A/N: Post Cap 2: Cap Harder. A brief oneshot with nods to adapted canon from the comics, fueled by my persistent poking at my Winter Soldier feels, which remain difficult to explain, but certainly involve some WS/Natasha shipping.
In From The Cold
She says, "Are you hunting us down?" before she turns on the light. When she flips the switch, she catches the look of confusion still on his face, though he smooths it away almost immediately, replaces it with something like anger, except more complex.
"'Us?'"
She folds her arms, leans in the doorway. "You know. Whoever random access memory says you were fighting most recently."
His brow clears. "No," he says. "That would take too long."
"And time is an issue for you," says Natasha, but there's pain on her face before it shows in his. It's true, after all. All he ever emerges for is a mission, a season. Then back to earth, to frozen ground. She can see it all too clearly, and it's reflected in his frostbitten eyes. He doesn't reply to this. "So. Not all of us. Just me? You put a bullet in me already. Again. Come to finish the job?"
"If I were here to kill you, you wouldn't still be talking."
"Maybe through a Ouija board," she suggests. "None of us are strangers to ghosts, now, are we." She can talk all she wants, but she can't distract him. She thinks of how to handle this situation: the Winter Soldier, or what used to be the Winter Soldier, standing in the middle of her living room. Clothes torn. Face lacerated, bruised, unmasked. Hair still wet, strands of it plastered down his neck. There's a buckle at his waist that dangles by a thread, useless. The fingers of his left hand twitch arrythmically, a nervousness that shocks her, it seems so familiar. "So, just me," she says. "To what do I owe the pleasure?"
"I found you," he says.

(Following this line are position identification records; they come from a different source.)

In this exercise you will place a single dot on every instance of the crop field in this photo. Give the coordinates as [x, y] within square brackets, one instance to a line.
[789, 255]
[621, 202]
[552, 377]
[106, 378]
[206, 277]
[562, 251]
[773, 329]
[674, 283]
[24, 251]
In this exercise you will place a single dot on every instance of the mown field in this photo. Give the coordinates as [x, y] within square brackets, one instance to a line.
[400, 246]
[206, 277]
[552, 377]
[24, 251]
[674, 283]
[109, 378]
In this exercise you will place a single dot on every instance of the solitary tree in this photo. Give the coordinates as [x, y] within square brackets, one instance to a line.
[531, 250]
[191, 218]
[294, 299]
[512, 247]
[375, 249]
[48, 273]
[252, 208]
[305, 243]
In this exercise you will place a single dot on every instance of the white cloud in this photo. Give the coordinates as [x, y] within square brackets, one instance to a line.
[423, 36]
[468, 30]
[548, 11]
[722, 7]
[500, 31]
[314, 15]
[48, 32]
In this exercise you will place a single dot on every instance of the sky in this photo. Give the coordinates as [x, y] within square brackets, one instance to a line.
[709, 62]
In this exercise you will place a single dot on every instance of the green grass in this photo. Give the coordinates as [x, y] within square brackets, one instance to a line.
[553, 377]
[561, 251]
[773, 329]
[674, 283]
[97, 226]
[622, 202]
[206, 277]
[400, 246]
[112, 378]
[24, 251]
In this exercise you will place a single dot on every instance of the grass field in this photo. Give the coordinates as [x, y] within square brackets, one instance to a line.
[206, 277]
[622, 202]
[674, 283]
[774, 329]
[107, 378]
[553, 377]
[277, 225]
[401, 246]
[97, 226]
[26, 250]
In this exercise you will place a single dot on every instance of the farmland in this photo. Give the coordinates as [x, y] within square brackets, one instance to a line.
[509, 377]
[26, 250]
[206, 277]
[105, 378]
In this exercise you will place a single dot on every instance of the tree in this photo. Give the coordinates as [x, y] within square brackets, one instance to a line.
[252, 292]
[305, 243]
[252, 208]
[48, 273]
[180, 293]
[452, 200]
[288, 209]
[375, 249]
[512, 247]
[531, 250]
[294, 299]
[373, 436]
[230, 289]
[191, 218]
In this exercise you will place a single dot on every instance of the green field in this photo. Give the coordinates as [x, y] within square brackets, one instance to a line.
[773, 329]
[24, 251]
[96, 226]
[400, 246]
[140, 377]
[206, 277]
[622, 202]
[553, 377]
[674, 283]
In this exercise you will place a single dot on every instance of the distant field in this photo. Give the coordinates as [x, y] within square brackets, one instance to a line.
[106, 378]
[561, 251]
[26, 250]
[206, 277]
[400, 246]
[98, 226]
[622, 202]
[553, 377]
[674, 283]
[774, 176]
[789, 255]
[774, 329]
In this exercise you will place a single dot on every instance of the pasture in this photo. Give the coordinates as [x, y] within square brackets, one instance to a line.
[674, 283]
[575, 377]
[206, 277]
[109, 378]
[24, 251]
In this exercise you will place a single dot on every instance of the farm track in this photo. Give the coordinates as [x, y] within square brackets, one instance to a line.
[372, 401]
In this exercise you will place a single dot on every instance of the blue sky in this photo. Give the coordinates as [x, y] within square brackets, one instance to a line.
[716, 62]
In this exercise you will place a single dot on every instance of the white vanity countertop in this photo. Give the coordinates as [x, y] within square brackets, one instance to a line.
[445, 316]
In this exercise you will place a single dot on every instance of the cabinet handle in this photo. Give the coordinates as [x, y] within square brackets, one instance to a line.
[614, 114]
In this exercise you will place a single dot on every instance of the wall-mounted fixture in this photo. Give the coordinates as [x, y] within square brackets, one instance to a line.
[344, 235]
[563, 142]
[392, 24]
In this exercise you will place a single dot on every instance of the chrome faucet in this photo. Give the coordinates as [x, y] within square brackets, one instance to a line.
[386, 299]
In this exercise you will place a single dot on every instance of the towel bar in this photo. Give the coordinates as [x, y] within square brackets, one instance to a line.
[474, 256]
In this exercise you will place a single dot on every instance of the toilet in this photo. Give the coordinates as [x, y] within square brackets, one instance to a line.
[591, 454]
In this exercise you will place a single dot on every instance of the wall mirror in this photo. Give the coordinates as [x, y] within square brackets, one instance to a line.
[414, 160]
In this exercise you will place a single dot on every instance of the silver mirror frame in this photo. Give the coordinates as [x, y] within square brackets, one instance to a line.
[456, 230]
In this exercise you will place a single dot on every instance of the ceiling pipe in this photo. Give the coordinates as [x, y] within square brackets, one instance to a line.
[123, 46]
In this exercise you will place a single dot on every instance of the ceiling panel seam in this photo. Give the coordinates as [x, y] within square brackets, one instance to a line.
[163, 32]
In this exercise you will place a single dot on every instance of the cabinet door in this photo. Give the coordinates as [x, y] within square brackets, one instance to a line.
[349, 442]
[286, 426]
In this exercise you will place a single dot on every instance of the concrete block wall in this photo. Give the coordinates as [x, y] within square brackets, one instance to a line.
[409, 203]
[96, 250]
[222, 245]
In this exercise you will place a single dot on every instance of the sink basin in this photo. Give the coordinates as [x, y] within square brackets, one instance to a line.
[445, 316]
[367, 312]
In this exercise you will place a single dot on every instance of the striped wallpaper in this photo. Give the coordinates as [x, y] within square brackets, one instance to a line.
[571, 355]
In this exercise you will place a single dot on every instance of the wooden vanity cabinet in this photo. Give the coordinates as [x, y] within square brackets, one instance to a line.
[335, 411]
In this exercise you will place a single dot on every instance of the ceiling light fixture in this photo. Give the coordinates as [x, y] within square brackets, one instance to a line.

This is so obvious, such a pointless thing to say, that she wonders for a brief moment if he sustained a blow to the head. But that's ridiculous, too. Of course he sustained a blow to the head. He sustained multiple blows to the everything. Some of them from her.
Then it hits her— he found her. Why had he been looking? Natasha feels a curl of excitement in her belly, the metallic taste of adrenaline at the root of her tongue. Biting a penny.
"Do you want to come in from the cold?" He doesn't answer, just watches her, warily. She sighs, and shrugs with one shoulder. "Too bad, anyway. There's nowhere to come in to."
"I want answers," he says.
"Sure you do. I can't give them to you."
"You," he says, and stops. Starts again. "You knew me."
"I did," allows Natasha, though she's straightened up, her arms have tensed. That taste of excitement has unfurled in her mouth, and she feels as though she's been fed.
"I knew you."
"You thought you did," she says. "I let you think you did. I'm not the same person you thought I was, anyway, so it doesn't matter. We might as well start over, James."
He doesn't react to that at all. Just stares. Just stares at her, and his eyes are wide, untrusting but open, he's taking her in. It hits her then, what it was that made her so sick before. It wasn't the attack in itself— she was used to that. It's the blankness, something more than what would be caused by the conditioning, the wipe. It isn't that he's hiding the things he's feeling; its that he's feeling nothing at all.
She tries to find a comfort in this, for herself as much as for him.
"You don't know who you are, who you were," she says. "It doesn't have to be more of the same."
She holds out her hand. He doesn't even look at it. She thinks of Steve, back into practice for the first time since the Forties; she thinks of soldiers, back in the real world, after the war.
"I don't want to hurt you," she says. "I can't promise that I won't. But it won't be by choice."
"Start over," he says, keeping himself to himself.
"Start again," says Natasha, and she closes her eyes for a moment, to prove to herself that she can. In the silence and the dark, she feels the rough tips of his fingers, the ghost of them, slide across her palm and away.
He says, with a hint of wonder, "I'm in the history books."
Natasha opens her eyes, and smiles.
"You know what they say," she says. "History is written by the victors. You've won every war you've ever been in, and you've been in more than most."
Suddenly he looks awkward, standing in the middle of her apartment, dripping on the carpet; his eyes lose their guarded look, and he appears very young.
"James Buchanan Barnes laid down his life for his comrades," he says. "He was killed in action at age twenty-seven. He was mourned by his parents, by his friends."
Natasha pushes away from the doorway, makes her way to the armchair. She settles herself, crosses one leg over the other, and looks up at him. His mouth twitches.
"This is familiar," he says. "I know this."
"You know the facts," says Natasha, and the excitement surges inside her, turns into something like joy. "Let me fill you in on the fiction."
He lets her speak. He listens. He drips a pattern on her carpet, till he's warm and dry, and his eyes are open, and she can see it on his face: everything he feels.